A History of the Colour Green

The colour green is the most common we see on earth. If you take a step back, you’ll see that our planet is a swirl of green and blue. Take a closer look and you’ll even find little green plants growing between the cracks in the pavement. Thanks to the green chemical chlorophyll, most plants on earth are green in some aspect. The bounty of green evolution has to offer means that even animals take on a green hue in order to camouflage themselves. The colour of life and vitality, green has inspired artists for centuries, despite being unusually hard to work with.

People have searched for centuries for a truly green pigment. Despite the wide variety of green in nature, it was notorious for being a hard colour to come by and work with—green plant dye quickly turns brown. The ancient Egyptians tried using the mineral malachite, however it was expensive and had a tendency to turn black. The ancient Greeks tended to not use the colour, and so it was not included as one of the four classic colours of Greek painting—yellow, red, black and white.

It was the ancient Romans that came up with a solution. They soaked copper plates in wine and created verdigris, a green pigment obtained through the weathering of the metal. They used this dye wherever they could, from mosaics to frescos and stained glass. This method was also used by medieval monks to colour manuscripts.

The colour green soon became the colour of the gentry, as red represented nobility and brown and grey represented peasants. This is why the seats in the House of Commons are green and red in the House of Lords. The green costume of da Vinci’s Mona Lisa (c.1503-06) shows that she was a member of the gentry.

Hans Holbein’s The Ambassadors (1533), a painting portraying two powerful-looking men, has drawn much interest for its potential symbolism and meaning. Not only is it a double portrait, but it also features incredibly detailed instruments and devices that have fascinated art historians through the ages. The colour green is prominent in the curtain at the top of the painting, while a distorted skull lies across the bottom. The life represented by the green in this painting juxtaposes the ominous mortality of the skull.

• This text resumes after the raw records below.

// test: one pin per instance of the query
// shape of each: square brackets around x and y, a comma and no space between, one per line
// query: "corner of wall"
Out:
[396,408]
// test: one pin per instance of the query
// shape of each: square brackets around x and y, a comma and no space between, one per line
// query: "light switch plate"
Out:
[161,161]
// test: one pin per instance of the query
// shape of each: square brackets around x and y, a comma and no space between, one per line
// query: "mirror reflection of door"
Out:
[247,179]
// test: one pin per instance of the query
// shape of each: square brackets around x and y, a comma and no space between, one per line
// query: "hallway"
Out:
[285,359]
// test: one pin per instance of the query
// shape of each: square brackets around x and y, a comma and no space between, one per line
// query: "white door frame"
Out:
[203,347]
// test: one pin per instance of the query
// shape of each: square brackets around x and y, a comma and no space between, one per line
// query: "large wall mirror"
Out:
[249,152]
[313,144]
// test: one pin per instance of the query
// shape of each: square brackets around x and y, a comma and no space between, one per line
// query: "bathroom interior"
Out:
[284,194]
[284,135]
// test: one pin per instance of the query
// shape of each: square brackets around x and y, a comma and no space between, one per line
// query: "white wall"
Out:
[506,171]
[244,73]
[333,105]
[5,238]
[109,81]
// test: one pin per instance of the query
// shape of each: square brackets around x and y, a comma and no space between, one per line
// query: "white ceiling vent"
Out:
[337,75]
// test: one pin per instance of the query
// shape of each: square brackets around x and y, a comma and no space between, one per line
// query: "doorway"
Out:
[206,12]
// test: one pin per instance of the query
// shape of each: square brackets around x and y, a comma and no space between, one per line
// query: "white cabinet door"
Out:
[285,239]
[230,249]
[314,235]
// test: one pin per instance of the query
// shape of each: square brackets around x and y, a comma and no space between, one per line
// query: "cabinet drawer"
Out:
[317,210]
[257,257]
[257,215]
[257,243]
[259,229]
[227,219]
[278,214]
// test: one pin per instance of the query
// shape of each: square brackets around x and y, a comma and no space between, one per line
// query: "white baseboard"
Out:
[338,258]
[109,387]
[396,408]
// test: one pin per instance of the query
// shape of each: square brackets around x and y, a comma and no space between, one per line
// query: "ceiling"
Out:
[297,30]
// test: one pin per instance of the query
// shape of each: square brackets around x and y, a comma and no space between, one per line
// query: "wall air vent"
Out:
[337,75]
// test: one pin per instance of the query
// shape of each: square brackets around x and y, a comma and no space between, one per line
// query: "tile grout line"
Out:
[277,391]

Despite the colour green’s positive connotations, it has also taken on associations with sickness and the unnatural. Thanks to The Wizard of Oz, the colour green is associated with the supernatural as it is the colour of the Wicked Witch’s skin. In the spinoff musical Wicked there is the opposing views of the colour green, firstly in a negative context with the colour of Elphaba’s skin: “Like a froggy, ferny cabbage, the baby is unnaturally GREEN!”

However, in both musicals, the Emerald City is met with amazement and wonder. This indicates that the colour green is bad when associated with complexion. It is the opposite of red—the colour of blood—in colour theory. If a person’s face is ‘rosy’ and ‘flushed’, they are considered healthy; when they are sick their skin is called ‘green’. In the original Addams Family television show, they used green makeup on the actress playing Morticia Addams to counteract redness on the skin, making her appear very pale on the black and white film.

Of course, another common connotation of the colour green is jealousy. It was actually Shakespeare who coined the phrase ‘green-eyed monster’, causing this connection with the colour and the emotion to come into common consciousness.

After the ‘green-eyed monster’ came the green fairy. Over the years, green has had a huge influence on art. It is also the colour of the spirit of artists: absinthe. Picasso, Modigliani and Van Gogh, among many others, were known absinthe drinkers. We see in the painting Green Muse (1895) by Albert Maignan the image of the green fairy, representing absinthe, overcoming a poet.

In today’s world green is used to represent the environment, with political groups whose views centre on environmental policy using the colour as their party’s badge. Green is a key part of the world around us. It has a tendency to be overlooked due to its ubiquity. We take the colour for granted despite artists striving and struggling to create the stable pigment for centuries.